“Lack of any remorse”: Judge tears into Sam Bankman-Fried as he sentences him to 25 years

"He knew it was wrong. He knew it was criminal," Judge Lewis Kaplan said of the convicted crypto fraudster

By Igor Derysh

Managing Editor

Published March 28, 2024 12:29PM (EDT)

Sam Bankman-Fried, founder and CEO of FTX, testifies during the House Financial Services Committee hearing titled Digital Assets and the Future of Finance: Understanding the Challenges and Benefits of Financial Innovation in the United States, in Rayburn Building on Wednesday, December 8, 2021. (Tom Williams/CQ-Roll Call, Inc via Getty Images)
Sam Bankman-Fried, founder and CEO of FTX, testifies during the House Financial Services Committee hearing titled Digital Assets and the Future of Finance: Understanding the Challenges and Benefits of Financial Innovation in the United States, in Rayburn Building on Wednesday, December 8, 2021. (Tom Williams/CQ-Roll Call, Inc via Getty Images)

FTX founder Sam Bankman-Fried was sentenced to 25 years on Thursday after he was convicted of defrauding the company’s customers.

U.S. District Judge Lewis Kaplan ordered the crypto billionaire to more than two decades in prison after Bankman-Fried’s lawyers recommended a sentence of five to seven years, according to Axios. Prosecutors sought a sentence of 40 to 50 years.

The disgraced entrepreneur and political donor was convicted by a jury in November of seven fraud and conspiracy counts in what prosecutors described as one of the largest financial frauds in U.S. history.

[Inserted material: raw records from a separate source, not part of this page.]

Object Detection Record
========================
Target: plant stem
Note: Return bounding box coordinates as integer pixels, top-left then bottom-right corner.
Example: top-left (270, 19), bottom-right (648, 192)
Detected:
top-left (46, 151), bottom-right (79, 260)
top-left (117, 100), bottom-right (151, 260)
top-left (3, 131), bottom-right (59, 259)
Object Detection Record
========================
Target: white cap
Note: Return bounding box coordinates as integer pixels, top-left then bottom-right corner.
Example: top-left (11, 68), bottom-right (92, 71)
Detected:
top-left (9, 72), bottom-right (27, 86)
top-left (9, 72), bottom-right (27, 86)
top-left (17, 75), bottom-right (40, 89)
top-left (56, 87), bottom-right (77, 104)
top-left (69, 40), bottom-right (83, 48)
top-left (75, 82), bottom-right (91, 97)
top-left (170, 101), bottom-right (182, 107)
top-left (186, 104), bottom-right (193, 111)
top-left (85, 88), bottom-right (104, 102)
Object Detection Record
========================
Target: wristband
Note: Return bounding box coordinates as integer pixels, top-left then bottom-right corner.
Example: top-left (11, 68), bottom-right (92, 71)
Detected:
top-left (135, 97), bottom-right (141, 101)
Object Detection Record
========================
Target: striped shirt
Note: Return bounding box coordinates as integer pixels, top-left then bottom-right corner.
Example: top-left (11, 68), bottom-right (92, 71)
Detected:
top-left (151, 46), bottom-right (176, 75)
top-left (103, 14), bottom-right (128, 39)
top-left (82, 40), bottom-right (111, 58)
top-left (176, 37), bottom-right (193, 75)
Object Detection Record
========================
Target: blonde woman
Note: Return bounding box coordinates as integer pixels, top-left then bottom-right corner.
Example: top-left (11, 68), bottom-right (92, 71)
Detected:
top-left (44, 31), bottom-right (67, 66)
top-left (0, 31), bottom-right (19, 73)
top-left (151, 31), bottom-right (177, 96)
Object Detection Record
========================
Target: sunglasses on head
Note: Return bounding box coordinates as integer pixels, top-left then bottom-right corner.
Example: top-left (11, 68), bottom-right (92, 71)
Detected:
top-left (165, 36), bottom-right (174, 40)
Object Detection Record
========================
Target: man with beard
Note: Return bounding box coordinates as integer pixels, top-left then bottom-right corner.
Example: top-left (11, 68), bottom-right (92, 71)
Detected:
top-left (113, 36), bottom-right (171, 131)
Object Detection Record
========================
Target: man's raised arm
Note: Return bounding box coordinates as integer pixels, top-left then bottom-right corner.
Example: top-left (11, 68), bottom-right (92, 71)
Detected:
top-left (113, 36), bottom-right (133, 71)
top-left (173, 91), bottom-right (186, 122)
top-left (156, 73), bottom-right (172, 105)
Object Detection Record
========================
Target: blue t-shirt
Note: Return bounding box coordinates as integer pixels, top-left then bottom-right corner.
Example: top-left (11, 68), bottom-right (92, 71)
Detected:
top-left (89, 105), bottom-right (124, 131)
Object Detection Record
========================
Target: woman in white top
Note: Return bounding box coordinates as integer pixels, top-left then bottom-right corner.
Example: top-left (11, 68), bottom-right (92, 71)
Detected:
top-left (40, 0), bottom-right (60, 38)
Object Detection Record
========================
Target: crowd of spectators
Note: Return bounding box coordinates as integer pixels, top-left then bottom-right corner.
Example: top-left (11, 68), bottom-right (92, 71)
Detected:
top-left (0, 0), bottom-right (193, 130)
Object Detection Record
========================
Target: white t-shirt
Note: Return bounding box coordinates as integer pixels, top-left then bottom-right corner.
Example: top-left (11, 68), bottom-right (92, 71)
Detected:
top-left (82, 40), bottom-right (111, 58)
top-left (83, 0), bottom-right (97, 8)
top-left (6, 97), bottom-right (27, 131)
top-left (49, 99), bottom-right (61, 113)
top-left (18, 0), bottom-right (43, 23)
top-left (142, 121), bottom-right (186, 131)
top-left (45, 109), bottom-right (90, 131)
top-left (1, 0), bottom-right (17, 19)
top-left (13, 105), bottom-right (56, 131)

Kaplan cited Bankman-Fried’s “apparent lack of any remorse” before he handed down the sentence.

"He knew it was wrong," Kaplan said, rejecting SBF’s claims that FTX customers did not actually lose any money. "He knew it was criminal. He regrets that he made a very bad bet about the likelihood of getting caught. But he is not going to admit a thing, as is his right."

Kaplan said he found that FTX customers lost $8 billion, FTX’s equity investors lost $1.7 billion and lenders to the Alameda Research hedge fund that Bankman-Fried also founded had lost $1.3 billion, according to USA Today.

"The defendant's assertion that FTX customers and creditors will be paid in full is misleading, it is logically flawed, it is speculative," Kaplan said. "A thief who takes his loot to Las Vegas and successfully bets the stolen money is not entitled to a discount on the sentence by using his Las Vegas winnings to pay back what he stole."